This fall Transfiguration and First United Methodist of Dallas are co-sponsoring an evening with writer and activist Glennon Doyle. Glennon is the author of two New York Times bestselling books, the creator of the online community Momastery.com, and the founder of Together Rising, which has raised millions in service of vulnerable people around the world. Glennon will speak on Monday, September 25, about how we can create a more compassionate community in spite of the challenges that besiege us, both as individuals and as a wider society. You can get tickets here.
I hope you’ll consider inviting one or two people to join you who may not be “church people,” because although she is Christian, Glennon has a way of talking about life that resonates deeply with folks no matter their religious background. She speaks plainly and honestly about her own shortcomings, and her wisdom is not couched in fancy words or stale platitudes, but comes from the richness of ordinary life.
Just this morning I read her most recent reflection, which is quintessential Glennon: wise and insightful and applicable no matter where we find ourselves.

 
A couple of years ago, during one of my trips with the girls to visit the cats at the Humane Society, each girl was immediately drawn to a particular kitten. I had a favorite too. Tish, Amma, and I quietly snuggled with our favorites for a while. Then I looked at Tish and said, “Why is that one your favorite? What do you like so much about that one?” Tish looked down at her kitten and said, “I think because she likes me. She came over and wanted to play with me.” Then Amma said, “Me too. I like mine because she likes me. She keeps staying close to me and looking up at me.”
Hm. I was surprised. I was expecting the girls to say: “I like that she’s fluffy, I like that this one’s striped. I like that this one’s energetic.” But they didn’t say that at all. They just said: I like the one that likes me. So I looked down at my favorite and thought, Huh. Same here. I didn’t even notice that she was regal and dignified and warm until she came over and sat with me. First, she liked me. Then, I liked her.

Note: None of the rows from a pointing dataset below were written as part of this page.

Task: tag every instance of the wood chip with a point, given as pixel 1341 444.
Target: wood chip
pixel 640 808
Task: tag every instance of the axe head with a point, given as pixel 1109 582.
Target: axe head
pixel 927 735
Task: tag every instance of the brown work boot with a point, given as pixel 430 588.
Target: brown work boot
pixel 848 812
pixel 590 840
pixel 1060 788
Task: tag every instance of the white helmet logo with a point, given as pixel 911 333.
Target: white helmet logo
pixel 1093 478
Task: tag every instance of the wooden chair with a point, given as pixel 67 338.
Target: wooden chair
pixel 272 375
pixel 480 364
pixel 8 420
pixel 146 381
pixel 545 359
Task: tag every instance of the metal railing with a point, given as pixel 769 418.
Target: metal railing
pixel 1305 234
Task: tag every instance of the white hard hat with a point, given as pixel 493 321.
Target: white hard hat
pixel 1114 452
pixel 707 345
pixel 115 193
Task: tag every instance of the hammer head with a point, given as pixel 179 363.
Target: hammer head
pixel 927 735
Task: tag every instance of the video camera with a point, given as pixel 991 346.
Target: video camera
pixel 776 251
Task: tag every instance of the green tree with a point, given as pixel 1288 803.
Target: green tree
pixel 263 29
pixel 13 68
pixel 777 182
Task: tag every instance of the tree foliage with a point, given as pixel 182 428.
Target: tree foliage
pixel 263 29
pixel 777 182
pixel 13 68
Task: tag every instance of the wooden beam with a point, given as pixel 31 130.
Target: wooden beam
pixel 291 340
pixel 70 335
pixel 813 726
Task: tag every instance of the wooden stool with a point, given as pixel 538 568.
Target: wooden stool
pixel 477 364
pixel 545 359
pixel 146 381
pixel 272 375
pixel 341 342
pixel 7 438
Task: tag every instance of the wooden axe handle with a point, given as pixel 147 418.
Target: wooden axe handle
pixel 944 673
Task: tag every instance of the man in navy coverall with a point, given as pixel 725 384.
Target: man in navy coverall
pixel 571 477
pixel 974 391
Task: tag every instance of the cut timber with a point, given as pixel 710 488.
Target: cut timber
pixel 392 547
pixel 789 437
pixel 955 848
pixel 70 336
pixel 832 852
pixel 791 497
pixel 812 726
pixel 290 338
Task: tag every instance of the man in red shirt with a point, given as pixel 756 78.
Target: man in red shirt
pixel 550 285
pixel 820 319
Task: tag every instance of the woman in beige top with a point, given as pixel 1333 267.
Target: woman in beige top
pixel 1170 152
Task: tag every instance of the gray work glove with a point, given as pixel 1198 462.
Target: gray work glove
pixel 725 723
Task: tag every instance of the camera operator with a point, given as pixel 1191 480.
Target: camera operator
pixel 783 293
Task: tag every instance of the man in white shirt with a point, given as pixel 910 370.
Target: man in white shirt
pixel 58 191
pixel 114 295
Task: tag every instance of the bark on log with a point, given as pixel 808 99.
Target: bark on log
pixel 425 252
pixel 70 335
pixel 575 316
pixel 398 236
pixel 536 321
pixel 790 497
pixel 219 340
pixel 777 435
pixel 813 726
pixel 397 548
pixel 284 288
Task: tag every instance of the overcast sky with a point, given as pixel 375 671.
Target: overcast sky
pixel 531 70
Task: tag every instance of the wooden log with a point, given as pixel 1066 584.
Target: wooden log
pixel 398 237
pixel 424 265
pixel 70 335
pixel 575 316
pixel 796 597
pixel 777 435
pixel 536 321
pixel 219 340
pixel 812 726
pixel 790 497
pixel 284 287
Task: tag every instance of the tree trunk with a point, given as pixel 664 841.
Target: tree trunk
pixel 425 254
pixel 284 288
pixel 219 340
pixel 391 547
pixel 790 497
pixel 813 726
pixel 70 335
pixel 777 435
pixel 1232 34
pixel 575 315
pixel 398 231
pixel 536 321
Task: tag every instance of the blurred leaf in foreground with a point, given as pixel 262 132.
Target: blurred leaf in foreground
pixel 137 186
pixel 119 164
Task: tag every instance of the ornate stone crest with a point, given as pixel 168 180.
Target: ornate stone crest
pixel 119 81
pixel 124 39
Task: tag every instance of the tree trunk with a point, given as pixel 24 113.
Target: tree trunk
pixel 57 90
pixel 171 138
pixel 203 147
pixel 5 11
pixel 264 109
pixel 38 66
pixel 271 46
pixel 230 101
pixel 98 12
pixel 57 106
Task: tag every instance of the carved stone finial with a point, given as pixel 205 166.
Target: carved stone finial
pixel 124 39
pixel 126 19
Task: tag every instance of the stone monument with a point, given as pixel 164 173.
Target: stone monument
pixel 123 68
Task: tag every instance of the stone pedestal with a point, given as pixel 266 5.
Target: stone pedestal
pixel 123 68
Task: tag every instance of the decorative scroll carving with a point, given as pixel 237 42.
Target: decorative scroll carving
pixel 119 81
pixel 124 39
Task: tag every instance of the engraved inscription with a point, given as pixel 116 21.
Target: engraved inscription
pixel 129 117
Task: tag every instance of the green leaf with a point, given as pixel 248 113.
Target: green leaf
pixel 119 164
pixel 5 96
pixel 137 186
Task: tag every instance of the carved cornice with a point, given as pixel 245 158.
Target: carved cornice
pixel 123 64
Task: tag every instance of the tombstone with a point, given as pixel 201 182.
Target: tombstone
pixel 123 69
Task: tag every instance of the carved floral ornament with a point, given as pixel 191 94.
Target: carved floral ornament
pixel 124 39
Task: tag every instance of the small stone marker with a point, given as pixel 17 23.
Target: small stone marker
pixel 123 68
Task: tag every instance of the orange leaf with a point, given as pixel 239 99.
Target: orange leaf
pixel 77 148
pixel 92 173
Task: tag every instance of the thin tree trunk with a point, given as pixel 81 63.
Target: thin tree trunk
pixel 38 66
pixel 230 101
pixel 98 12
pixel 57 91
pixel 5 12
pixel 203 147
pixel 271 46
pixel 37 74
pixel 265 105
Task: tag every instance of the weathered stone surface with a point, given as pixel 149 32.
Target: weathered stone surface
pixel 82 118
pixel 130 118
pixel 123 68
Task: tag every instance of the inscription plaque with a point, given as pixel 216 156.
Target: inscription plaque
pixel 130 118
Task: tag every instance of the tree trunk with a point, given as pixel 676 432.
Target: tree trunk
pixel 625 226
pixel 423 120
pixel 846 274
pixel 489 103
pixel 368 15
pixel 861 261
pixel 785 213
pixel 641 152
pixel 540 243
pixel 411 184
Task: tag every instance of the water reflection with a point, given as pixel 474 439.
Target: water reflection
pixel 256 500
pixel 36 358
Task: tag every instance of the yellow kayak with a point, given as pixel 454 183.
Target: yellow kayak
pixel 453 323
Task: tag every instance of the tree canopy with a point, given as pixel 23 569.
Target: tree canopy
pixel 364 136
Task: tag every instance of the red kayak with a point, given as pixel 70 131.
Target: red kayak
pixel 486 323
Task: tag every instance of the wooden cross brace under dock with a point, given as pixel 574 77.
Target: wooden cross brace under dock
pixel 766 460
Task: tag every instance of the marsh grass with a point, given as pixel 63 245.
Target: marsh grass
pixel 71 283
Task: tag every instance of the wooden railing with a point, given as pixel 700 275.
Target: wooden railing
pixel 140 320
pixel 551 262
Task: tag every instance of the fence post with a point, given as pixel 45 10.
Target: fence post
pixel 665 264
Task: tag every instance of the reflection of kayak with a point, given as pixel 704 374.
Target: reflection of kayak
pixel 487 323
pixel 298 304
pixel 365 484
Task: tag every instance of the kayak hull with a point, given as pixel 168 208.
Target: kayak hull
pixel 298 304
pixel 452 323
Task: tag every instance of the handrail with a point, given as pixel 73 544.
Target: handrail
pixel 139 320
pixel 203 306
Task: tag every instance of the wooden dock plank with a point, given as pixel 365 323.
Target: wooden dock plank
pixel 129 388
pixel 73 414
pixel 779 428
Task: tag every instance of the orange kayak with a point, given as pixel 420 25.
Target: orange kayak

I really, really think the secret to being loved is to love. And the secret to being interesting is to be interested. And the secret to having a friend is being a friend. Why don’t we want to believe that? We insist that we need to be the smartest or the most interesting or the most successful or the most beautiful to get people’s attention. But maybe we don’t. Maybe we just have to show a little interest. Maybe the surest way to be liked by people is simply to like people.
But that’s a risk right? To openly like someone? To admit to someone: I like you. I’d like to spend time with you today. It’s to risk rejection. It’s vulnerability. It’s brave.
What Glennon says is true, and echoes the cherished prayer of St. Francis: “Grant that we may not so much seek to be consoled as to console, to be understood as to understand, to be loved as to love. For it is in giving that we receive; it is in pardoning that we are pardoned; and it is in dying that we are born to eternal life.” Yes, our world needs the healing of Christ, the healing that comes from understanding and empathy and compassion, and it starts with us.